In this paper, we have presented an expertise oriented search system, called
ArnetMiner, for web community. We introduced the architecture and the main
features of the system. We have described in detail the several issues that we are
focusing on and proposed our approaches to them. We have carried out experiments
for evaluating each of the proposed approaches. We also simply analyzed the
strengths and weakness of the system.


References

[1] D. Brickley and L. Miller. FOAF vocabulary specification, namespace document,
   September 2, 2004. http://xmlns.com/foaf/0.1/.
[2] J.J. Carroll, J. Dickinson, C. Dollin, R. Reynolds, A. Seaborne, and K. Wilkinson. Jena:
   implementing the Semantic Web recommendations. In Proc. of WWW’2004, pp.74-83.
[3] J. Golbeck. Web-based social networks: a survey and future directions. Technique Report.
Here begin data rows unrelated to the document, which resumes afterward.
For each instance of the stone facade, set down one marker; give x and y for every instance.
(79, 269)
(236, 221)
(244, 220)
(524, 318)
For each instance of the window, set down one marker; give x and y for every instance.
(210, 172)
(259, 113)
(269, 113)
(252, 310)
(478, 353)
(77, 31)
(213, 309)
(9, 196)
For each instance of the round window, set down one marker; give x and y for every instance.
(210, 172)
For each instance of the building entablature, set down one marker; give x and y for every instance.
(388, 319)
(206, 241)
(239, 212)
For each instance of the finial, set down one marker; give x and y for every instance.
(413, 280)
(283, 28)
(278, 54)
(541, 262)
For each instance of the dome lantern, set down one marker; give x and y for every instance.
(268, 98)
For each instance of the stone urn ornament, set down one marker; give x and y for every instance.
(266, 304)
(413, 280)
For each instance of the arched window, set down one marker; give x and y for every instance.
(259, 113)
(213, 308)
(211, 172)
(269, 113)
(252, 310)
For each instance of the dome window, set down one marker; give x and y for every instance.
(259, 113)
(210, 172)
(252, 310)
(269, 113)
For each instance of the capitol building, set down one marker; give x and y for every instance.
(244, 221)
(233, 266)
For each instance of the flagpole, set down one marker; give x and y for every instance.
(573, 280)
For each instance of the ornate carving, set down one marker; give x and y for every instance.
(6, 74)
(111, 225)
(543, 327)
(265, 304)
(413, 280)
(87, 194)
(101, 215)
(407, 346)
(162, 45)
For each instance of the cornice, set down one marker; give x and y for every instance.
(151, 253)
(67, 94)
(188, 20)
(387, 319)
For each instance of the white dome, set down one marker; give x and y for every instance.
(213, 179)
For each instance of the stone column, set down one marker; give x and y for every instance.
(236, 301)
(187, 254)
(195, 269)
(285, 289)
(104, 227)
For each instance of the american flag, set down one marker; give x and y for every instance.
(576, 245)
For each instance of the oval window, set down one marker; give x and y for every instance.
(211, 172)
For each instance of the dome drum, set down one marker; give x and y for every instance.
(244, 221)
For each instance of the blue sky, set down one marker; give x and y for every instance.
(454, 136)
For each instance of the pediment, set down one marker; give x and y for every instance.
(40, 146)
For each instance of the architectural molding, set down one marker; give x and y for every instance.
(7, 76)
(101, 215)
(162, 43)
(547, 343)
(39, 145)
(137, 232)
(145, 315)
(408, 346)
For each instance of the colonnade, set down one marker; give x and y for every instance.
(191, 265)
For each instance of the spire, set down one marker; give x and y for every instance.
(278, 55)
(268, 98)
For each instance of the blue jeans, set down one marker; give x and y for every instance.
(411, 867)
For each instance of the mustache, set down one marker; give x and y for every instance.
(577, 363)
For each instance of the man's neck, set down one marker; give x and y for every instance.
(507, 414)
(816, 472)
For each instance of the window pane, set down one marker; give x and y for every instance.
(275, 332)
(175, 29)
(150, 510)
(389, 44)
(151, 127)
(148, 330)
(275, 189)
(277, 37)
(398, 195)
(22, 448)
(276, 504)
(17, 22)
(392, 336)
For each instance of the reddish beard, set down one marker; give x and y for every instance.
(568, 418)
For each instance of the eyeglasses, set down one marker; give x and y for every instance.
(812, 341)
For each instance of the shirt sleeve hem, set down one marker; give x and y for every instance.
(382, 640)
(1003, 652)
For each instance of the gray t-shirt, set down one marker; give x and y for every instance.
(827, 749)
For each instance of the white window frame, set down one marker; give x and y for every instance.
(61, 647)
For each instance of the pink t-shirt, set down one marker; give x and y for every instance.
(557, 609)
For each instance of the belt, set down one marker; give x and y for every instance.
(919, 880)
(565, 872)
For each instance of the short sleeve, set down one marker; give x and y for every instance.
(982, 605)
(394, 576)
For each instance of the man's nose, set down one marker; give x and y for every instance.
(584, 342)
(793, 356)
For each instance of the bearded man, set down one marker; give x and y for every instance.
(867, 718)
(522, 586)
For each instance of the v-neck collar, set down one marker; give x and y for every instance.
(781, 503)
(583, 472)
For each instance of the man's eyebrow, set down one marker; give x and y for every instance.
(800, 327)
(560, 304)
[4] J. Lafferty, A. McCallum, and F. Pereira. Conditional random fields: probabilistic models
   for segmenting and labeling sequence data. In Proc. of ICML’2001, pp.282-289.
[5] P. Mika. Flink: Semantic Web technology for the extraction and analysis of social networks.
   Web Semantics: Science, Services and Agents on the World Wide Web, 2005, v(3):211-223.
[6] Y.F. Tan, M. Kan, and D. Lee. Search engine driven author disambiguation. In Proc. of
   JCDL’2006, Chapel Hill, NC, USA, June 2006, pp. 314-315.
[7] J. Tang, M. Hong, J. Zhang, B. Liang, L. Yao, and J. Li. ArnetMiner: toward building and
   mining social networks. (Demo) In Proc. of SIGKDD’2007.
[8] J. Tang, D. Zhang, and L. Yao. Social network extraction of academic researchers. In Proc.
   of ICDM’2007, to appear.
[9] C.J. van Rijsbergen. Information retrieval. But-terworths, London, 1979.
[10] J. Zhang, J. Tang, and J. Li. Expert finding in a social networks. In Proc. of Database
   Systems for Advanced Applications (DASFAA’2007).